"Jeżeli majątku spółki nie wystarczy na zaspokojenie roszczeń, to wtedy również członkowie zarządu odpowiadają swoim majątkiem, a właściciele niebędący większościowymi udziałowcami spółki - do wysokości udziałów" - powiedział PAP karnista prof. Piotr Kruszyński.
Prof. Zbigniew Ćwiąkalski podkreślił, że członkowie zarządu mogą odpowiadać swoim majątkiem, o ile taki majątek jest, ale najpierw zaspokaja się roszczenia z majątku spółki.
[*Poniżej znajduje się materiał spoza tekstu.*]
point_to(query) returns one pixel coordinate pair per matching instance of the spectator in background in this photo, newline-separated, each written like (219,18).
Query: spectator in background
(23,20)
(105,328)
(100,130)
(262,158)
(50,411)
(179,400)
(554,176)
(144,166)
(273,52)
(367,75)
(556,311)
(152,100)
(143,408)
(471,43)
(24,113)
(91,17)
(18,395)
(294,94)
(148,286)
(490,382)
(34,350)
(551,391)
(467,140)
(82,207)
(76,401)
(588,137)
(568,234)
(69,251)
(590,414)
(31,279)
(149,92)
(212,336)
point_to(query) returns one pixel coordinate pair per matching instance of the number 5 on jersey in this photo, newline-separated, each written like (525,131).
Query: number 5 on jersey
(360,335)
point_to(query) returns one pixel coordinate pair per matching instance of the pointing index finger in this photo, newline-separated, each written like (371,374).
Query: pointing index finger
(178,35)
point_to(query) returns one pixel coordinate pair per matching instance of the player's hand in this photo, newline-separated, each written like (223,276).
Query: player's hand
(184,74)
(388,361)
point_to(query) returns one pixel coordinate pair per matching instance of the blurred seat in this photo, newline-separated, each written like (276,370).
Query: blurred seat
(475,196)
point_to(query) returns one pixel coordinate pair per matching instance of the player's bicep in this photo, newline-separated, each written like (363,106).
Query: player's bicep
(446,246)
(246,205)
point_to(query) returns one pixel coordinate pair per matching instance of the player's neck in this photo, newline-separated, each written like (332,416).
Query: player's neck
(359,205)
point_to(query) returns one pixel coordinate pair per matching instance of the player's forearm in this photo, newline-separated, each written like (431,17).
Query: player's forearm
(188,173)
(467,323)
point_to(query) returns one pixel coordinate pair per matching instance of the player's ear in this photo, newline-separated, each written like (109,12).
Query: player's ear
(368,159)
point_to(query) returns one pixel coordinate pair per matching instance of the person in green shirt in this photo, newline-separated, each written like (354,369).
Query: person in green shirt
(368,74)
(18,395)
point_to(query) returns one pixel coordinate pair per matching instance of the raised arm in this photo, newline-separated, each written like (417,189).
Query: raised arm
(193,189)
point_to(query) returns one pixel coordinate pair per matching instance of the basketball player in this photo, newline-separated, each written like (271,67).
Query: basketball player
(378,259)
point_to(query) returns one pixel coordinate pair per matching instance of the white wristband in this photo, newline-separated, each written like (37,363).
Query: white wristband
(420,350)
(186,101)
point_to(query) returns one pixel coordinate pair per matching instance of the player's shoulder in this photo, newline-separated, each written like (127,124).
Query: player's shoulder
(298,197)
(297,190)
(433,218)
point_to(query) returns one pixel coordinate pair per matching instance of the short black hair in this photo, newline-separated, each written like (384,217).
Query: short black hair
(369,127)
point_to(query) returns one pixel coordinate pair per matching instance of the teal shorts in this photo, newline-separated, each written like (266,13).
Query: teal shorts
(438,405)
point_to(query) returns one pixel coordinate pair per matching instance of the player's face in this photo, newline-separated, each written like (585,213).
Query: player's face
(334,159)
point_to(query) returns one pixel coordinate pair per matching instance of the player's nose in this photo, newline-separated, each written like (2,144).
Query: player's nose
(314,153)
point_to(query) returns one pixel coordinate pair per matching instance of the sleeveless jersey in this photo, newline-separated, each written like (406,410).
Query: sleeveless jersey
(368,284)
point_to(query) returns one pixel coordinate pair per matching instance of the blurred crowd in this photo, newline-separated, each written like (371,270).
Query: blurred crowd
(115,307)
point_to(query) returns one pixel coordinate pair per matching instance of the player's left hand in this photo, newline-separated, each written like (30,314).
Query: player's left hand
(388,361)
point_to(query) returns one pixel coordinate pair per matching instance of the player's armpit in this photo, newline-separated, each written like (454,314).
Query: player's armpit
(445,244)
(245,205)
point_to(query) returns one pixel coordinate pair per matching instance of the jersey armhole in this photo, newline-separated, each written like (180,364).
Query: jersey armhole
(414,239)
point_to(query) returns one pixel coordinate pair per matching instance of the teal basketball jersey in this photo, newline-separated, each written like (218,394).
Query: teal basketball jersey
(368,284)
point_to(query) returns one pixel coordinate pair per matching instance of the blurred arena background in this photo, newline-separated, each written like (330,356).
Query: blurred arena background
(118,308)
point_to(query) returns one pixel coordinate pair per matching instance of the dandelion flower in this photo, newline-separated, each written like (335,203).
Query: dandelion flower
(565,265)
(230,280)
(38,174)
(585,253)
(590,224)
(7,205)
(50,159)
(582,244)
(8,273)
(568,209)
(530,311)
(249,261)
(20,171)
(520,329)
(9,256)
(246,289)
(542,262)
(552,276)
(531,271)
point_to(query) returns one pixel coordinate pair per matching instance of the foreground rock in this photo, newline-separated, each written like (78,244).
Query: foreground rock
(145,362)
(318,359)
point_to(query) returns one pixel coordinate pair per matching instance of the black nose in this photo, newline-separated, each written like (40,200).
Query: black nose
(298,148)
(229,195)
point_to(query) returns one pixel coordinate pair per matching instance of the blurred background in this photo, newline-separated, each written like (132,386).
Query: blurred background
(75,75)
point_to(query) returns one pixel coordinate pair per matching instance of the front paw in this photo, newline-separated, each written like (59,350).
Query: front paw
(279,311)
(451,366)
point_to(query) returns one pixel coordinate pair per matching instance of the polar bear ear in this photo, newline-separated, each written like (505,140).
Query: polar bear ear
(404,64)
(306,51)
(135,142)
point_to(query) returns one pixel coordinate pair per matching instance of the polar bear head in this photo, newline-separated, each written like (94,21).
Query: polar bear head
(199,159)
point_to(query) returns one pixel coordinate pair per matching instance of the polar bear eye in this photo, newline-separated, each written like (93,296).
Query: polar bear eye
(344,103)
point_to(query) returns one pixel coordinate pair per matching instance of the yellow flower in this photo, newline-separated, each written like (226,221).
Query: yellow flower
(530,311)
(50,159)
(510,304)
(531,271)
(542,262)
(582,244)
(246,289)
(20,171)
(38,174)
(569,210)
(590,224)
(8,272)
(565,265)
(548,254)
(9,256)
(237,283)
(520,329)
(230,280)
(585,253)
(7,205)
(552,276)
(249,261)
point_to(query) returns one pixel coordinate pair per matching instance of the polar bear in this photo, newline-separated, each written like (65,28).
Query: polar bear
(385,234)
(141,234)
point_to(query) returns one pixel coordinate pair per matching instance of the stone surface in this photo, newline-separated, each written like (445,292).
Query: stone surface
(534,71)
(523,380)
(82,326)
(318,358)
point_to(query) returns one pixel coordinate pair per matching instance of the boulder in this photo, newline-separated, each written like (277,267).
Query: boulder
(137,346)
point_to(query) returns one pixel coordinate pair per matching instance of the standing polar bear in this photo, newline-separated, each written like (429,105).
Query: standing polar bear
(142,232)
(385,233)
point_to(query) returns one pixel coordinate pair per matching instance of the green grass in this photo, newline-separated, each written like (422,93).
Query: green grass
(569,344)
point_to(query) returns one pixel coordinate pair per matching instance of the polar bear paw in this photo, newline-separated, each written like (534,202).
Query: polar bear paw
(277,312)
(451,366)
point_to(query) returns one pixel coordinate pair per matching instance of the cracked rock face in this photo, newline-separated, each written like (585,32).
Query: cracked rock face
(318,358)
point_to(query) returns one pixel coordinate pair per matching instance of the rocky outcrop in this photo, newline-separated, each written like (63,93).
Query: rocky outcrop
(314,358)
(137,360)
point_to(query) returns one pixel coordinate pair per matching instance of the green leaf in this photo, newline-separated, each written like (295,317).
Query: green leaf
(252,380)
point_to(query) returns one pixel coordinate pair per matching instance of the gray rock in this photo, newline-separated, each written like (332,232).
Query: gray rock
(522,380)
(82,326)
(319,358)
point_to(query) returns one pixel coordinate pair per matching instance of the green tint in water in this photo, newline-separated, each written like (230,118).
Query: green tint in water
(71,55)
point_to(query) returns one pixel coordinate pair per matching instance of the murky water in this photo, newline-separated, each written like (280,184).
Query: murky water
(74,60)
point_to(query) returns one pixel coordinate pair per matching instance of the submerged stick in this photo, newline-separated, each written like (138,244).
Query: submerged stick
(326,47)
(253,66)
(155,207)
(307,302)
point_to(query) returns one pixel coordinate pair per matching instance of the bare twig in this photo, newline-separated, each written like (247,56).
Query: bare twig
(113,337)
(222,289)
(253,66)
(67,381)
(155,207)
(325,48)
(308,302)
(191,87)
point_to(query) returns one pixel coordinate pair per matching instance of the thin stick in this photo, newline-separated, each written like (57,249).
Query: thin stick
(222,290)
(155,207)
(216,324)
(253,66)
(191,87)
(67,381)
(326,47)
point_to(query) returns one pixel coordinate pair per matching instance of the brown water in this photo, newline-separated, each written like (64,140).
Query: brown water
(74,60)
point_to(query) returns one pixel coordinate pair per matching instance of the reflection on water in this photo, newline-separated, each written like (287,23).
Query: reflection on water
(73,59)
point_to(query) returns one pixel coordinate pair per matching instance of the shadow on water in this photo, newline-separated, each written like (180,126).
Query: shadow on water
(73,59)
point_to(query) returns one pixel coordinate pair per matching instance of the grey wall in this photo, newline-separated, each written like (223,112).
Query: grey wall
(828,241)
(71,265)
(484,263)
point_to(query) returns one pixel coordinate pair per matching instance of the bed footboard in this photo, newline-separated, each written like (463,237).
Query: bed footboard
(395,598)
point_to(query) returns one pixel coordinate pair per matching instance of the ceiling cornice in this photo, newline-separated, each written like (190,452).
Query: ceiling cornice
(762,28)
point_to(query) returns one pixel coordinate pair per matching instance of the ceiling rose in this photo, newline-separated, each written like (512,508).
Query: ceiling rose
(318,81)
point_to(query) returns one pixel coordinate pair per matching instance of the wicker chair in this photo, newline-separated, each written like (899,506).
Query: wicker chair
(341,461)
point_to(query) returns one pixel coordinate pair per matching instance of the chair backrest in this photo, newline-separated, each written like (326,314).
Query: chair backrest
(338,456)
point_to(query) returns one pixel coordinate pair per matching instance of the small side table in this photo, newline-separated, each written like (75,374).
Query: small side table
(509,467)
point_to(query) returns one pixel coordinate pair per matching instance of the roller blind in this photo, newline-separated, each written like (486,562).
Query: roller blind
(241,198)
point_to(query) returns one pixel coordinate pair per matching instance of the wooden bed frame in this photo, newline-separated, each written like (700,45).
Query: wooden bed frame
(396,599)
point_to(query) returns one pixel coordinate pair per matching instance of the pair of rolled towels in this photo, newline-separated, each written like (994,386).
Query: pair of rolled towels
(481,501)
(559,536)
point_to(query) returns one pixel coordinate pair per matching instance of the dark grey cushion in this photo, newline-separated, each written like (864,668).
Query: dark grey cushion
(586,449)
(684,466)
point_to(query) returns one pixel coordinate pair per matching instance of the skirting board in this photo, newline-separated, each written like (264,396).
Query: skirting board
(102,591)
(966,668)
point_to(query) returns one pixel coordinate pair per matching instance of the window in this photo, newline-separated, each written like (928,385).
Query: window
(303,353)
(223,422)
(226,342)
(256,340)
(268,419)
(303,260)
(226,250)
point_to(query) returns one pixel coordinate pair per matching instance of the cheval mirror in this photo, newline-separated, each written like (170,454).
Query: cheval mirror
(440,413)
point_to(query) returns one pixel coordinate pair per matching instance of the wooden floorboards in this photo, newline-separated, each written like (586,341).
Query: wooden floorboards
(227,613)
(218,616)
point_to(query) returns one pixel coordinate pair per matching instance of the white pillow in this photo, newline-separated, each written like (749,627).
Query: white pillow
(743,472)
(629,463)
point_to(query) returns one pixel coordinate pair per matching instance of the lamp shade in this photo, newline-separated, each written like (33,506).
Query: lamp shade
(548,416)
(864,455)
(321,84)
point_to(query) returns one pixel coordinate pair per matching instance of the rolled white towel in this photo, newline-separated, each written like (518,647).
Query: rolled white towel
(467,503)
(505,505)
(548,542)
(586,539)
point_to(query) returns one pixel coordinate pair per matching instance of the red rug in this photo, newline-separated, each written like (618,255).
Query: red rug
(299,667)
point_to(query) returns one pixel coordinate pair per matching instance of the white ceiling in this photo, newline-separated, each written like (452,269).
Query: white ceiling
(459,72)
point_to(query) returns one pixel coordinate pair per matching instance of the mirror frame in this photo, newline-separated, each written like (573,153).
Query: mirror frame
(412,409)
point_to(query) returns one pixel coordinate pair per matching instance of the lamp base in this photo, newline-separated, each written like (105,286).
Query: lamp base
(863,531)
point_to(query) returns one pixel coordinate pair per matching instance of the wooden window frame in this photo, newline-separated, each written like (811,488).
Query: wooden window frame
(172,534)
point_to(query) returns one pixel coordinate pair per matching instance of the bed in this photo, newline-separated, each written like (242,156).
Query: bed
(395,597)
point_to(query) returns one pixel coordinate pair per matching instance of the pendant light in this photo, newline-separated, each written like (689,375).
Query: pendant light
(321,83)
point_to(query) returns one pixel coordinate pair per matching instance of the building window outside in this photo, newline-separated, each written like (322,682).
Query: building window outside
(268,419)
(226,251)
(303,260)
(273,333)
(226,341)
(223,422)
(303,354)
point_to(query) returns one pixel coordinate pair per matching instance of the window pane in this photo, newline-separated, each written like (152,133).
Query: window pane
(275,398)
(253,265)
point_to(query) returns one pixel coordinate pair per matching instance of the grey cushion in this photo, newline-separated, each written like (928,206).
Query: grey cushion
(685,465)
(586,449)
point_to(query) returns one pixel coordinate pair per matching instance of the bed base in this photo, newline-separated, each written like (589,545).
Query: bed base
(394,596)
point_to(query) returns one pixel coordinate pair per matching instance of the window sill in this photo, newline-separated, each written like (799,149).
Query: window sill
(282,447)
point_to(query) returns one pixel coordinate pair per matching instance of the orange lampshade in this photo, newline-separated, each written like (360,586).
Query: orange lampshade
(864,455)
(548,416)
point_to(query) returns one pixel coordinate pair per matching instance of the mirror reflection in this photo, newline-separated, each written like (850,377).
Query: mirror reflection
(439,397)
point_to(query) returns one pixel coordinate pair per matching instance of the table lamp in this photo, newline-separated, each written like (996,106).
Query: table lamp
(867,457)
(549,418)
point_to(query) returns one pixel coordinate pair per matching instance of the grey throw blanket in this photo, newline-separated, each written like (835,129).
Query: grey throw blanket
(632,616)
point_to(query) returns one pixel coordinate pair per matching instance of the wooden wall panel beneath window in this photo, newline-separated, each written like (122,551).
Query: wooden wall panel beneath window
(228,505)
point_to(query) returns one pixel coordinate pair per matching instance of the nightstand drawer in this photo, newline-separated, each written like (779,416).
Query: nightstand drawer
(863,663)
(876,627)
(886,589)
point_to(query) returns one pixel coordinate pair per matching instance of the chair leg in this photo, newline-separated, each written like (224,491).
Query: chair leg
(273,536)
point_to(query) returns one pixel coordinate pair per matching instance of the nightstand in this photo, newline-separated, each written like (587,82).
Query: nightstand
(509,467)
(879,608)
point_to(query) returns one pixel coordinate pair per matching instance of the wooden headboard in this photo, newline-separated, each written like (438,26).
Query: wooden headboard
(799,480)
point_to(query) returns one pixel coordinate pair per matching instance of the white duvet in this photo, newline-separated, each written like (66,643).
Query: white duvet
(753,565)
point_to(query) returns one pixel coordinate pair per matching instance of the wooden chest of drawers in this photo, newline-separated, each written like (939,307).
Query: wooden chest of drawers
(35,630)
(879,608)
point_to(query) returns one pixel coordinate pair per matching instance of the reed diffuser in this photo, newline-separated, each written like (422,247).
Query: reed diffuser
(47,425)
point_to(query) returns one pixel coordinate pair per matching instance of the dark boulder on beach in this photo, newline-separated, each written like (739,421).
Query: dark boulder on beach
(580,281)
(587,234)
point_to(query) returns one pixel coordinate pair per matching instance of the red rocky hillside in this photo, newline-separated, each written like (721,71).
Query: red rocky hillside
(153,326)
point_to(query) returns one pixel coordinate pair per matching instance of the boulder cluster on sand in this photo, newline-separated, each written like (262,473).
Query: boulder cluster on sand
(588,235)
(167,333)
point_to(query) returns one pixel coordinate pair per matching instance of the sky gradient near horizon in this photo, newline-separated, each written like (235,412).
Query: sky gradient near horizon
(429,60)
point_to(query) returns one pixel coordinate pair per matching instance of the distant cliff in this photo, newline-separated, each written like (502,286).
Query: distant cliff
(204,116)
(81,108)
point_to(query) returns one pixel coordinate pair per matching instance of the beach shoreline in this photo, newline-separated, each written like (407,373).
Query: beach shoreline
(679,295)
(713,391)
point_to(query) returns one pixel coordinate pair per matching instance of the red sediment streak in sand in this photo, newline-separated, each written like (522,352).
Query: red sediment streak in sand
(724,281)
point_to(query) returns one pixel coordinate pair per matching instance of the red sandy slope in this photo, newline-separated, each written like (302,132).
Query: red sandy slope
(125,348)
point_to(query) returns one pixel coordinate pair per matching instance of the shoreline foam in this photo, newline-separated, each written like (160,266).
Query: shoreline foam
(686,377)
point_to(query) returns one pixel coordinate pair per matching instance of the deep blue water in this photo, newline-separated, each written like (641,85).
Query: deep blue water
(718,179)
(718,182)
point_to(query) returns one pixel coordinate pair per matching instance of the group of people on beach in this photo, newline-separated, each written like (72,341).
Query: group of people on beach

"Obecnie ustanowiony przez sąd zarządca tymczasowy zawiaduje majątkiem spółki, a nie majątkiem prywatnym. Jeżeli nie uda się z niego zaspokoić zobowiązań, jest możliwe zaspokojenie z majątku prywatnego" - wyjaśnił Ćwiąkalski PAP. Jak dodał, z tego co wie, w tym momencie majątek osobisty właścicieli Amber Gold nie jest zabezpieczony, bo prokuratura nie wydała żadnego postanowienia w tym zakresie.
Tymczasowego zarządcę, który jako jedyny może teraz podejmować decyzje majątkowe w spółce Amber Gold, gdański sąd ustanowił we wtorek. Jak informował wiceprezes Sądu Okręgowego w Gdańsku Rafał Terlecki, wyznaczony zarządca "to jedyna osoba uprawniona do prowadzenia spółki, która będzie pełniła swoją funkcję do czasu rozpatrzenia wniosku o upadłość", co oznacza też, że Marcin P. i jego żona nie pełnią już żadnych funkcji w Amber Gold sp. z o.o.
Do sądu trafiły już od wierzycieli wnioski o upadłość, zdaniem sędziego Terleckiego, niewykluczone, że pod koniec tygodnia może być ustalony termin ich rozpatrzenia.